Slowly-rotating curved acoustic black holes: Quasinormal modes, Hawking-Unruh radiation and quasibound states

TL;DR

This paper studies sound wave behavior in a new class of slowly-rotating acoustic black holes, analyzing quasinormal modes, Hawking-Unruh radiation, and quasibound states to better understand black hole physics through analog models.

Contribution

It introduces a novel metric for slowly-rotating acoustic black holes and investigates their quasinormal modes, radiation, and bound states, linking analog models to astrophysical black holes.

Findings

Derived perturbative solutions for sound waves in curved acoustic black holes.

Analyzed quasinormal mode frequencies and their implications.

Explored Hawking-Unruh radiation and quasibound states in the model.

Abstract

Astrophysical black holes are generally surrounded by accretion disks, galactic matter and the omnipresent cosmic microwave background radiation, thus allowing for the concurrent propagation of both gravitational and sound waves.
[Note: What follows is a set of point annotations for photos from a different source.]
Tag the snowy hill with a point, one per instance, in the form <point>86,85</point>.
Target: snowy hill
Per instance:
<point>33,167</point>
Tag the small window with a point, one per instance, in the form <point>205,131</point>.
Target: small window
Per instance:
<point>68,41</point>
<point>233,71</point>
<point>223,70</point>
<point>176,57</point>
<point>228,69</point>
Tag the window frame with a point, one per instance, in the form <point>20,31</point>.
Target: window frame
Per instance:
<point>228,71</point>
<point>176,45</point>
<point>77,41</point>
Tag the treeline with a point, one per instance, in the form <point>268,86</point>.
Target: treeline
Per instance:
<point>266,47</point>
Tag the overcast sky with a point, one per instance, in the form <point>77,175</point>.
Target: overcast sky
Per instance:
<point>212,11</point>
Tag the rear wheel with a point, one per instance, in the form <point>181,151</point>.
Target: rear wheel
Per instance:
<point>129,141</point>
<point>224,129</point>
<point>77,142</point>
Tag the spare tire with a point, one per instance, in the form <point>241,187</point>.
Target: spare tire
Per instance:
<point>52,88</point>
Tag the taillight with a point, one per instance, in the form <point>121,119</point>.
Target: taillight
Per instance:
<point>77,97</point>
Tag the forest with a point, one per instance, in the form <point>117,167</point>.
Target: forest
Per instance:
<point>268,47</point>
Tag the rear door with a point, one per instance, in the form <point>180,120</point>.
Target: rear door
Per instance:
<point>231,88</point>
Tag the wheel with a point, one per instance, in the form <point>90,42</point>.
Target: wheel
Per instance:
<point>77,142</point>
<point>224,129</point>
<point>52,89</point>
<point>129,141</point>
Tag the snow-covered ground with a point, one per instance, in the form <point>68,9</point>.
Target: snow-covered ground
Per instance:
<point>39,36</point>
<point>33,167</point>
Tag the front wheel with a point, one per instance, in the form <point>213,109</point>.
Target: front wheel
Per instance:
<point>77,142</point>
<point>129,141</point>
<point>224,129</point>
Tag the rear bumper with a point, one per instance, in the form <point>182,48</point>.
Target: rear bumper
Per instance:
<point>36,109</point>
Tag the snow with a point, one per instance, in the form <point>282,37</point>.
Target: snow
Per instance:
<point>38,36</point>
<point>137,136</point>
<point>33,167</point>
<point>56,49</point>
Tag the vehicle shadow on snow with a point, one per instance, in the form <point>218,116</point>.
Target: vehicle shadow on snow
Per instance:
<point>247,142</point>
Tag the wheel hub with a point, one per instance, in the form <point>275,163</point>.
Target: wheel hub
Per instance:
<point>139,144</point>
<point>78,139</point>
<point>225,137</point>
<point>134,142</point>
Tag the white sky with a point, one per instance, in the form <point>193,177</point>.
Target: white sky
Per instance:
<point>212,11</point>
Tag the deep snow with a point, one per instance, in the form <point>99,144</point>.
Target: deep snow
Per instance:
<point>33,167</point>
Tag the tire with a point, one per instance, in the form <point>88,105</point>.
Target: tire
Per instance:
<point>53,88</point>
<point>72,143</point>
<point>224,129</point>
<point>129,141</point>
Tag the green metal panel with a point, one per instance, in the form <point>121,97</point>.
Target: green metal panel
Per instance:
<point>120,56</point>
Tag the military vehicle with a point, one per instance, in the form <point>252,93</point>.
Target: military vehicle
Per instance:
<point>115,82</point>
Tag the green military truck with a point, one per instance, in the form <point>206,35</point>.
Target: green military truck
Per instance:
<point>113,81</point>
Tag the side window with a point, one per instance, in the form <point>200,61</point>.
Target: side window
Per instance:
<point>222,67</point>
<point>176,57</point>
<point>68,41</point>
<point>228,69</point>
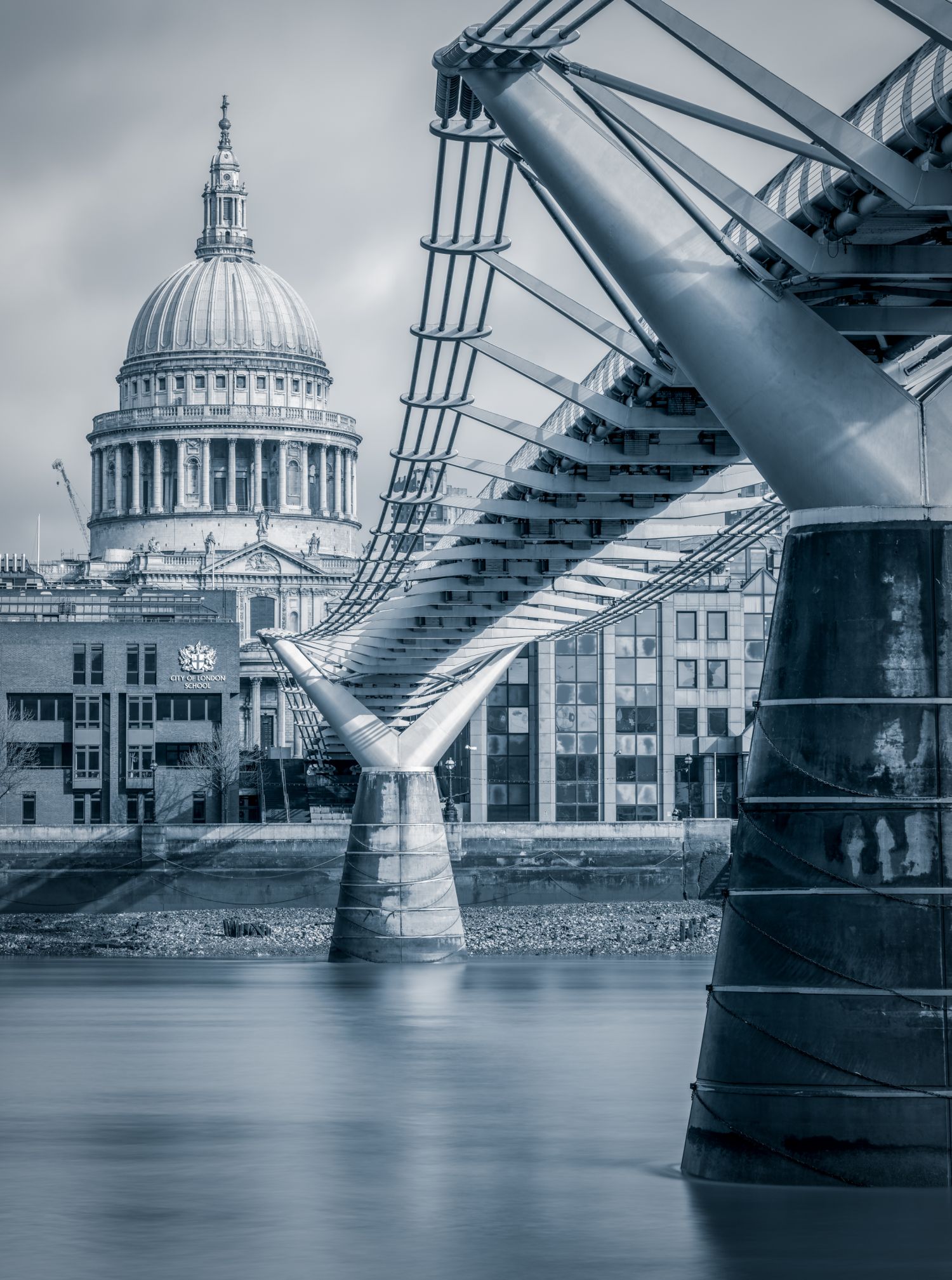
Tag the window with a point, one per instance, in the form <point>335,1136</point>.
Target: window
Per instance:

Recently, acoustic black holes were embedded in Schwarzschild spacetime allowing for the coexistence of event and acoustic horizons. Here, we obtain a class of perturbative solutions to the field equations of the relativistic Gross-Pitaevskii and Yang-Mills theories, which describe sound waves propagating on a curved slowly-rotating acoustic black hole, akin to Lense-Thirring spacetime. We investigate the quasinormal mode frequencies, Hawking-Unruh radiation, and quasibound states. Our novel metric mimics the gravitational field of astrophysical compact objects in the limiting case of slow rotation, and therefore could, in principle, shed more light into the underlying classical and quantum physics of black holes through analog acoustic probes.